As anyone giving the matter a little thought would surely recognise, the current view is as partial as the high Victorian view of the Crusaders as exemplars of Christian martial piety. The truth is more mixed, and more interesting, than that – but the Victorians were closer than the moderns. Most notably, the Crusades were not imperialist adventures, nor land grabs by the landless by blows, the younger sons of noble families, but rather serious enterprises by a network of interconnected families who committed their money and their blood to the retaking and the defence of the Holy Land. Careful work by historians on wills, charters and the other deep sources of history confirm this: the Crusaders were, indeed, what they said they were: pilgrims for Christ, sacrificing wealth and, often, health and life, for the sake of reclaiming and protecting the holy places in the Holy Land. As to the reputation for chivalry of their Muslim enemies, it is clear that they were no more chivalrous than the Crusaders, and just as frequently they waded through blood and bodies.

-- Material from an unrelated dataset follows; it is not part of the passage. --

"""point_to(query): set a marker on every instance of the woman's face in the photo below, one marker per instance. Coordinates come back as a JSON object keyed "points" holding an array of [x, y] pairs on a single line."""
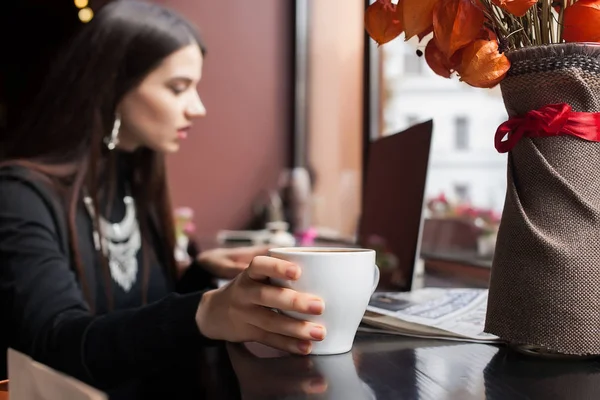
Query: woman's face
{"points": [[158, 113]]}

In the end, the Crusades failed because the European nations that had supported them became unwilling to fund the vast expenditure, in money and men, required to maintain Outremer. But reading this fascinating account of the whole enterprise, one can only be impressed, sometimes appalled, but never less than respectful of the men and women who committed their lives and resources to the enterprise. A crusade is something we should all commit ourselves to.